Cutting Up PDFs

ufgraymatter · May 13, 2024, 11:00pm

Hey there,

I’m not looking for “split a 2 page PDF into 2 one-page PDFs.” I’m looking for the ability to define splitting a PDF into custom images or PDFs. For example. If I have a 10 page PDF, the 1st page needs to be cut at 3" down all the way across, and then again 4 more inches down, etc.

This is for custom reports that are created that I need to manipulate and import into other documents.

Thoughts on this? I know I could figure out a more “manual” way to do this with Keyboard Maestro simulating doing the work, but wondering if there was a more advanced tool out there!
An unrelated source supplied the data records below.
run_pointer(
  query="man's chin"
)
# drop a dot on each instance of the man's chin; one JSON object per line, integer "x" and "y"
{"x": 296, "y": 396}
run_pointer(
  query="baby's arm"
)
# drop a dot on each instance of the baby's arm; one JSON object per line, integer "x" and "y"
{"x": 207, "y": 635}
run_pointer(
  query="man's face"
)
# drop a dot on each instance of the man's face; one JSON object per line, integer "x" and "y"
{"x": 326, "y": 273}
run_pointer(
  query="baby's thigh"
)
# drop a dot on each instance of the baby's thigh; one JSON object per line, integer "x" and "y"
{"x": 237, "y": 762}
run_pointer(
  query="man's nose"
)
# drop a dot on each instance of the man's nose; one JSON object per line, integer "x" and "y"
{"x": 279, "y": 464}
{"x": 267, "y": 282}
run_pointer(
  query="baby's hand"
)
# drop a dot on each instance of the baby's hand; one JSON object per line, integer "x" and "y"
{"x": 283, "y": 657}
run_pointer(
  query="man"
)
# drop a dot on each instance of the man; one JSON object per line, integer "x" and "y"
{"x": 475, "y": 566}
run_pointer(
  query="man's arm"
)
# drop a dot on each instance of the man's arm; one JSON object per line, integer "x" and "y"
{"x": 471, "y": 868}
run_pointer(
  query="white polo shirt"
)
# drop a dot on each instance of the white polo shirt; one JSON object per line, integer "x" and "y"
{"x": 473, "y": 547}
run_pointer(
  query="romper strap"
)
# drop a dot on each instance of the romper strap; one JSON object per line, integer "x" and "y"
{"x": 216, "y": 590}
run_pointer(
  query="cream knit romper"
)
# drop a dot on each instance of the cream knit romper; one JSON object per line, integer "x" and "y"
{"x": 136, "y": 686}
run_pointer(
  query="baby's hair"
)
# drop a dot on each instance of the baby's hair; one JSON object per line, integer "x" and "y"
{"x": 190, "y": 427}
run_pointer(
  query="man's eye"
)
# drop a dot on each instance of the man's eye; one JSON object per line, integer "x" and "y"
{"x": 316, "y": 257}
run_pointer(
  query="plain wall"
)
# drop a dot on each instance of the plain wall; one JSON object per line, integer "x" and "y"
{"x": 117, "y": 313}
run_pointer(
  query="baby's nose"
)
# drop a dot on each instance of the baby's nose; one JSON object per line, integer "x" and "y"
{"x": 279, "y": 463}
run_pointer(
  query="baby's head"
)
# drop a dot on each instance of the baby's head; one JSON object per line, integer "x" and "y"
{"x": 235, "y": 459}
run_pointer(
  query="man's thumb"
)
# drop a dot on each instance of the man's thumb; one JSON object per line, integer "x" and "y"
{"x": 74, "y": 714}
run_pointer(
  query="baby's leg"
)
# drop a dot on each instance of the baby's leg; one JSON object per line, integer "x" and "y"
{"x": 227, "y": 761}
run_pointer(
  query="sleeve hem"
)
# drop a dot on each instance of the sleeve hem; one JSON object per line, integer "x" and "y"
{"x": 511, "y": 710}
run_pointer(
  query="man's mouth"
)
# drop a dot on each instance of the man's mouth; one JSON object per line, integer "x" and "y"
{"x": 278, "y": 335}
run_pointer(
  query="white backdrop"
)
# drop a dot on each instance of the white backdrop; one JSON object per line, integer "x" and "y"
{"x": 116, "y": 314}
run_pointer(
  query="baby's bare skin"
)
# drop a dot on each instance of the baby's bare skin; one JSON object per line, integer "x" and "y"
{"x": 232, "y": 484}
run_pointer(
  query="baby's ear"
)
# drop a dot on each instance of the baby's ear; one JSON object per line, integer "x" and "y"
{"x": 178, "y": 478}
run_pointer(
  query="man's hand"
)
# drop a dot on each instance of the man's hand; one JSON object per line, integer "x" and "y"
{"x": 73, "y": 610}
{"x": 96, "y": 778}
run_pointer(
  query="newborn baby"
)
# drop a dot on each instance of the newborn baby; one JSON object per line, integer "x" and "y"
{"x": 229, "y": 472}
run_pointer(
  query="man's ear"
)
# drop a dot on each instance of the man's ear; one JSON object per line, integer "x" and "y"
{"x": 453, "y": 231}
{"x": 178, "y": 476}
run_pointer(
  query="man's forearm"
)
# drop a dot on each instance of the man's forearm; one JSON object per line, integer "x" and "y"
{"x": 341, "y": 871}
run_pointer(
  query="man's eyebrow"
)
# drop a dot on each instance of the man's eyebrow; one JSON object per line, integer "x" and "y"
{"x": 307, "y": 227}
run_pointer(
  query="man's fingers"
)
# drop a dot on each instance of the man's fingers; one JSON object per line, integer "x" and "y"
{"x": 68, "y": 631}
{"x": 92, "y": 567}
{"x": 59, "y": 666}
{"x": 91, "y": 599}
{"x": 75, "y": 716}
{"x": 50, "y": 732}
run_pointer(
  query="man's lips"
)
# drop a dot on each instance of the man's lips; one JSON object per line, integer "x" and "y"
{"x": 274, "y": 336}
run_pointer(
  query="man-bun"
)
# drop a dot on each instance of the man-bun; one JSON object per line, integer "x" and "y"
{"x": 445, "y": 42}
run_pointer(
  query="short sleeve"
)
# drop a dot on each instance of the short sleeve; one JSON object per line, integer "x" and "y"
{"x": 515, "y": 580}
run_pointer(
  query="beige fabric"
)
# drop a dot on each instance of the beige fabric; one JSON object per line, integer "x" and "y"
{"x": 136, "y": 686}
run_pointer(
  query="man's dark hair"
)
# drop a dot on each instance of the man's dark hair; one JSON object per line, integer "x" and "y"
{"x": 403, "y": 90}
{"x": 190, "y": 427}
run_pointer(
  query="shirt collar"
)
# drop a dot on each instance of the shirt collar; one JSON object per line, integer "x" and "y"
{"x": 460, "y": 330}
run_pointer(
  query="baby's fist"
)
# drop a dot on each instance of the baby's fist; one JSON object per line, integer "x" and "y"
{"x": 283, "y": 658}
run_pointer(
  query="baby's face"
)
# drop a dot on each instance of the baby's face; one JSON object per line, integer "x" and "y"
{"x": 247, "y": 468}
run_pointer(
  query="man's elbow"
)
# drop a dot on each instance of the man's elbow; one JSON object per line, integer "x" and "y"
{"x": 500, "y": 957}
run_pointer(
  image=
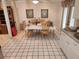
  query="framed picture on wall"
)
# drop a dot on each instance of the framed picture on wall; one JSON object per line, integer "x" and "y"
{"x": 29, "y": 13}
{"x": 44, "y": 13}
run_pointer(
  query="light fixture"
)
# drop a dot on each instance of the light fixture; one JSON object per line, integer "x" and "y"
{"x": 35, "y": 1}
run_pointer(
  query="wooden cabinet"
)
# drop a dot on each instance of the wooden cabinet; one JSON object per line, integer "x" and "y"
{"x": 3, "y": 27}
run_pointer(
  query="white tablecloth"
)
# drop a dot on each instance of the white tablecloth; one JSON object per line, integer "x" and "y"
{"x": 37, "y": 27}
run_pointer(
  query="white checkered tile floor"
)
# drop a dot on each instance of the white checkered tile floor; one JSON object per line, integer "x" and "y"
{"x": 37, "y": 47}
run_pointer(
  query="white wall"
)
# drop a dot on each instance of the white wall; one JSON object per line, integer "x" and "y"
{"x": 22, "y": 5}
{"x": 55, "y": 11}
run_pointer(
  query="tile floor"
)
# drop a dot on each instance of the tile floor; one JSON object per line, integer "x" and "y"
{"x": 36, "y": 47}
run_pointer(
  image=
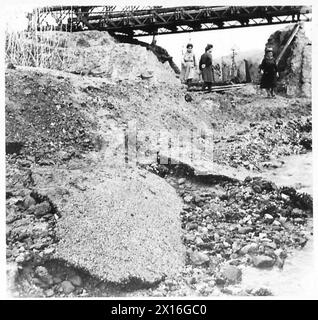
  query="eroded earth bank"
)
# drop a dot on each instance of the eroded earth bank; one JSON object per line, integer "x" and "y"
{"x": 207, "y": 209}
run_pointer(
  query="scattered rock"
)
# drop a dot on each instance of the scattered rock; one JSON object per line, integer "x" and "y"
{"x": 42, "y": 274}
{"x": 42, "y": 209}
{"x": 67, "y": 287}
{"x": 249, "y": 248}
{"x": 76, "y": 280}
{"x": 263, "y": 261}
{"x": 232, "y": 274}
{"x": 198, "y": 258}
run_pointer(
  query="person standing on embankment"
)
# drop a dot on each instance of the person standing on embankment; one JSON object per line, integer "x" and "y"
{"x": 206, "y": 68}
{"x": 188, "y": 65}
{"x": 269, "y": 71}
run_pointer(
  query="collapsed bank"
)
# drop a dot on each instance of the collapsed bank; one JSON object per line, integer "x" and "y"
{"x": 84, "y": 219}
sylumer · May 14, 2024, 6:06am

You could…

Split the PDF into separate pages using QPDF. Doing so then allows you to process each page as a separate file and so individually for other command line tools.
Process each page PDF using ImageMagick to convert it into an image. Images are much more convenient to deal with for cropping and inserting elsewhere. You can skip and page you don’t wish to use content from.
Then for each image, use ImageMagick to crop the image based on the appropriate coordinates and size, based on the size of the image produced in the previous step. You can specify different details for each page/image, so this k of it more as a sequence of instructions than a loop - because you are varying what to do with each page.

This could all be scripted via a shell script so you pass in the location of the PDF (or hard code it in the script) and then you can perform the required operations in sequence based on the generated file names and your knowledge of what crops you want to make.

Hope that helps.

ufgraymatter · May 14, 2024, 12:32pm

awesome! I will explore that. Sounds like a great way to do it

ufgraymatter · May 14, 2024, 7:08pm

Alright! I have it working. Just need to go page by page and pull coordinates to give to ImageMagick.

Next question. These images need to be added to a word document in specific places. Any thoughts on that?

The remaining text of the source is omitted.